Department of Cardiovascular Surgery, Osaka City University Graduate School of Medicine, 1-4-3 Asahi-machi, Abeno-ku, Osaka 545-8585, Japan.
World J Surg Oncol. 2013 Dec 6;11:309. doi: 10.1186/1477-7819-11-309.
Radical segmentectomy has been performed for small-sized non-small cell lung cancer (NSCLC). However, underestimation of mediastinal lymph node metastasis in the absence of hilar or interlobar metastasis (skip N2) affects surgical strategy. Our aim was to investigate preoperative and intraoperative predictors of skip N2 in clinical stage (c-stage) IA NSCLC.
From 1998 to 2011, 279 patients (155 men and 124 women) with c-stage IA NSCLC (230 pN0, 17 pN1, 12 skip N2, 20 non-skip N2) underwent systematic lobectomy (R0 resection) at our institute. We compared preoperative serum concentrations of carcinoembryonic antigen, cytokeratin 19 fragment, sialyl Lewis X (SLX), and pre- and intraoperative clinicopathological features of pN0 and skip N2 patients. Receiver operator characteristic (ROC) curve analysis was performed to distinguish between the two patient groups.
The 5-year survival rate of skip N2 patients was 78.6%, higher than that of non-skip N2 patients (44.9%), and not significantly different than that of pN0 (86.7%) or pN1 patients (82.4%). The mean serum SLX concentration in skip N2 patients (28.0 U/ml) was elevated compared to that in pN0 patients (22.9 U/ml). In ROC analysis of SLX, the area under the curve was 0.710, and the optimal cut-off value was 21.4 U/ml (sensitivity, 91.7%; specificity, 51.7%). In multivariate analysis, SLX was an independent predictor of skip N2 in patients with c-stage IA NSCLC (odds ratio, 9.43; p = 0.006).
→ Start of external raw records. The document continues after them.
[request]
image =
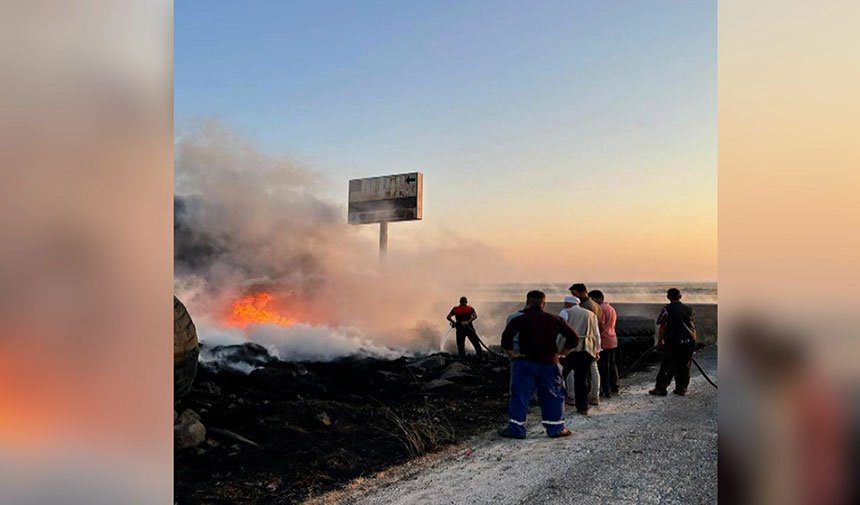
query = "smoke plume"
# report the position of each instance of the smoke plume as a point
(247, 222)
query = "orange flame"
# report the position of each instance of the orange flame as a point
(251, 309)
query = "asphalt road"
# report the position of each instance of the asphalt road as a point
(632, 449)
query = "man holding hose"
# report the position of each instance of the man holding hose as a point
(461, 318)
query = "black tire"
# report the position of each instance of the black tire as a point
(185, 350)
(635, 326)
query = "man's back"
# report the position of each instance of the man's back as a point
(585, 323)
(608, 338)
(537, 335)
(678, 318)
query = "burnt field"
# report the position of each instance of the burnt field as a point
(289, 431)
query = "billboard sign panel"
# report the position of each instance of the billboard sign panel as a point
(388, 198)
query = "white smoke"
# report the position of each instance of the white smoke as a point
(249, 221)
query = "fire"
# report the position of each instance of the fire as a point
(251, 309)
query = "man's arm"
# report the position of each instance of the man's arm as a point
(661, 332)
(511, 329)
(571, 338)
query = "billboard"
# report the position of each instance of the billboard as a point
(388, 198)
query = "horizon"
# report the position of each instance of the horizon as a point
(555, 138)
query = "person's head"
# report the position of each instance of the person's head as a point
(536, 299)
(579, 290)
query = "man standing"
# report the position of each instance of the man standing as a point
(581, 358)
(677, 337)
(608, 345)
(536, 365)
(580, 291)
(463, 315)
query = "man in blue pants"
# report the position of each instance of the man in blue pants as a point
(536, 365)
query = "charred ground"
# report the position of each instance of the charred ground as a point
(319, 425)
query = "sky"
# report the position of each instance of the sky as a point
(577, 139)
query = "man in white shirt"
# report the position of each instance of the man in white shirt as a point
(584, 355)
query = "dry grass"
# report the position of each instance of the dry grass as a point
(421, 435)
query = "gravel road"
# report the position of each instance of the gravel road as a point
(632, 449)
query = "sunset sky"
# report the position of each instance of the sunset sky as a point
(577, 139)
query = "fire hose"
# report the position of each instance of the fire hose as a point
(636, 363)
(445, 339)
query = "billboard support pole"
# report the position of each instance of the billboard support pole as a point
(383, 241)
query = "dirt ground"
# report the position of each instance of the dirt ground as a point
(318, 426)
(308, 429)
(632, 449)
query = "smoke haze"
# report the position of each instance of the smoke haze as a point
(247, 222)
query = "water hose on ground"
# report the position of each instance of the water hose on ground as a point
(636, 363)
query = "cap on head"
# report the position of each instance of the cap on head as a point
(578, 288)
(571, 299)
(535, 298)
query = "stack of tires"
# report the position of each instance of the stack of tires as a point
(185, 350)
(635, 332)
(635, 336)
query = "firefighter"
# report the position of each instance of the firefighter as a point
(461, 318)
(677, 338)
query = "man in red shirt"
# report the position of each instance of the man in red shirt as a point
(535, 365)
(463, 315)
(608, 345)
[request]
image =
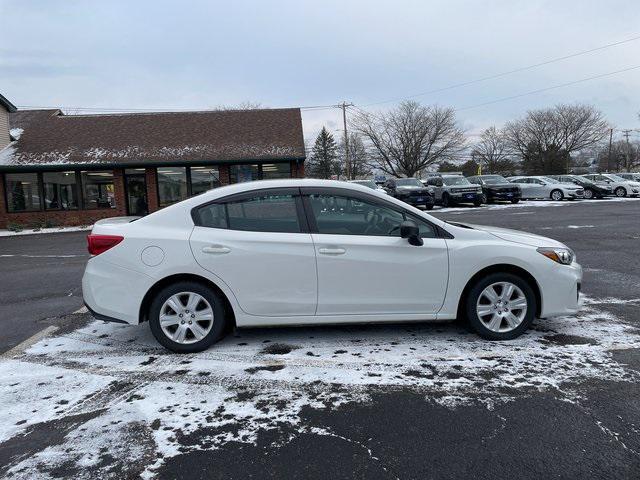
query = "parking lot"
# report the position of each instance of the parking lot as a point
(97, 400)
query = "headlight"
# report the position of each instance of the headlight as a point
(565, 256)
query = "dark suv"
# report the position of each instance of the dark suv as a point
(496, 187)
(454, 189)
(411, 191)
(591, 189)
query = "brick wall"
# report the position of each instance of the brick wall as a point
(64, 217)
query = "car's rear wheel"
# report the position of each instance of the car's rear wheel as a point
(556, 195)
(500, 306)
(187, 317)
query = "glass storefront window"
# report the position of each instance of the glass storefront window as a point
(203, 179)
(98, 190)
(60, 190)
(22, 190)
(276, 170)
(172, 185)
(244, 173)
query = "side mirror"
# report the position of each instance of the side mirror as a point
(409, 230)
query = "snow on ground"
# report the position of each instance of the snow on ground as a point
(139, 398)
(30, 231)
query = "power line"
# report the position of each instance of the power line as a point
(509, 72)
(540, 90)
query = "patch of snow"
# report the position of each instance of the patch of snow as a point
(239, 387)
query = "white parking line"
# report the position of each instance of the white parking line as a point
(21, 347)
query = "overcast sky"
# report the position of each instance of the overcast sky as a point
(200, 55)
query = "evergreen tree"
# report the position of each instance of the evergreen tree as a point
(324, 161)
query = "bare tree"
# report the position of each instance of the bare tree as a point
(410, 137)
(546, 138)
(494, 153)
(359, 158)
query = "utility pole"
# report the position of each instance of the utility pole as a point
(609, 157)
(344, 106)
(628, 152)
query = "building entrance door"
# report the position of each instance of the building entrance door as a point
(136, 190)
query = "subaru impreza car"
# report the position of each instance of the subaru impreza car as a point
(309, 252)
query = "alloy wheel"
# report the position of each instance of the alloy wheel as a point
(501, 307)
(186, 317)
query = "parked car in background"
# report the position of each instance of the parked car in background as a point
(591, 188)
(370, 184)
(304, 252)
(454, 189)
(496, 187)
(411, 191)
(547, 187)
(621, 187)
(634, 177)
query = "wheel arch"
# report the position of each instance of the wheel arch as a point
(502, 268)
(182, 277)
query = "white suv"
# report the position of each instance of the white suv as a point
(621, 186)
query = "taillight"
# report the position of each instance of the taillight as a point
(98, 244)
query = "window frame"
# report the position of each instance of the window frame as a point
(237, 197)
(311, 219)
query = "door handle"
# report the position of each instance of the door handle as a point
(332, 251)
(216, 249)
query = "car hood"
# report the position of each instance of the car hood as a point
(517, 236)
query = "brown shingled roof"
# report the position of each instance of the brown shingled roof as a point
(50, 138)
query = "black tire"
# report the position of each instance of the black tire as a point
(551, 195)
(219, 317)
(620, 192)
(472, 298)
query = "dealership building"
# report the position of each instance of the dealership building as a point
(58, 169)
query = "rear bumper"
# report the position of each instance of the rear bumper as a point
(113, 293)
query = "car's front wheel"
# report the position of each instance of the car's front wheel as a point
(621, 192)
(556, 195)
(500, 306)
(187, 317)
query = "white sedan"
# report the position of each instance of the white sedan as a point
(547, 187)
(303, 252)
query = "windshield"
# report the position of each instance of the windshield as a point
(408, 182)
(494, 179)
(549, 179)
(613, 177)
(457, 180)
(366, 183)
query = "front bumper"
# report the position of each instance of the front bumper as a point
(561, 291)
(463, 197)
(498, 195)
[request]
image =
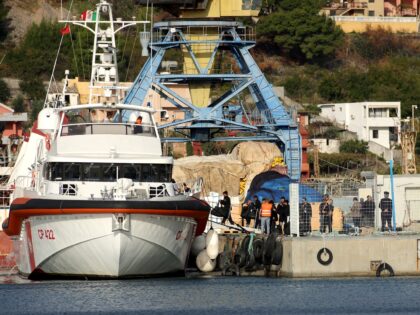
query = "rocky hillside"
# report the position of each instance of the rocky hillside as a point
(23, 13)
Skip N2 metastasis is common in patients with c-stage IA NSCLC with high serum SLX, and lobectomy with complete dissection of hilar and mediastinal lymph nodes should remain the standard surgical procedure for these cases.
对于小尺寸非小细胞肺癌(NSCLC),已施行根治性节段切除术。然而,在无肺门或叶间转移(跳跃性 N2)的情况下,对纵隔淋巴结转移的低估会影响手术策略。我们的目的是探讨临床分期(c 期)IA 期非小细胞肺癌中跳跃性 N2 的术前和术中预测因素。
1998 年至 2011 年,我院对 279 例 c 期 IA 期 NSCLC 患者(230 例 pN0、17 例 pN1、12 例跳跃性 N2、20 例非跳跃性 N2)进行了系统性肺叶切除术(R0 切除)。我们比较了 pN0 和跳跃性 N2 患者的术前血清癌胚抗原、细胞角蛋白 19 片段、唾液酸化路易斯 X(SLX)浓度以及术前和术中临床病理特征。通过接收者操作特征(ROC)曲线分析来区分两组患者。
跳跃性 N2 患者的 5 年生存率为 78.6%,高于非跳跃性 N2 患者(44.9%),但与 pN0 患者(86.7%)或 pN1 患者(82.4%)无显著差异。跳跃性 N2 患者的平均血清 SLX 浓度(28.0 U/ml)高于 pN0 患者(22.9 U/ml)。在 SLX 的 ROC 分析中,曲线下面积为 0.710,最佳截断值为 21.4 U/ml(敏感性,91.7%;特异性,51.7%)。在多变量分析中,SLX 是 c 期 IA 期非小细胞肺癌患者跳跃性 N2 的独立预测因素(优势比,9.43;p=0.006)。
c 期 IA 期非小细胞肺癌患者的跳跃性 N2 转移较为常见,血清 SLX 水平较高,对于这些病例,肺叶切除术联合肺门和纵隔淋巴结完全清扫仍应作为标准手术方法。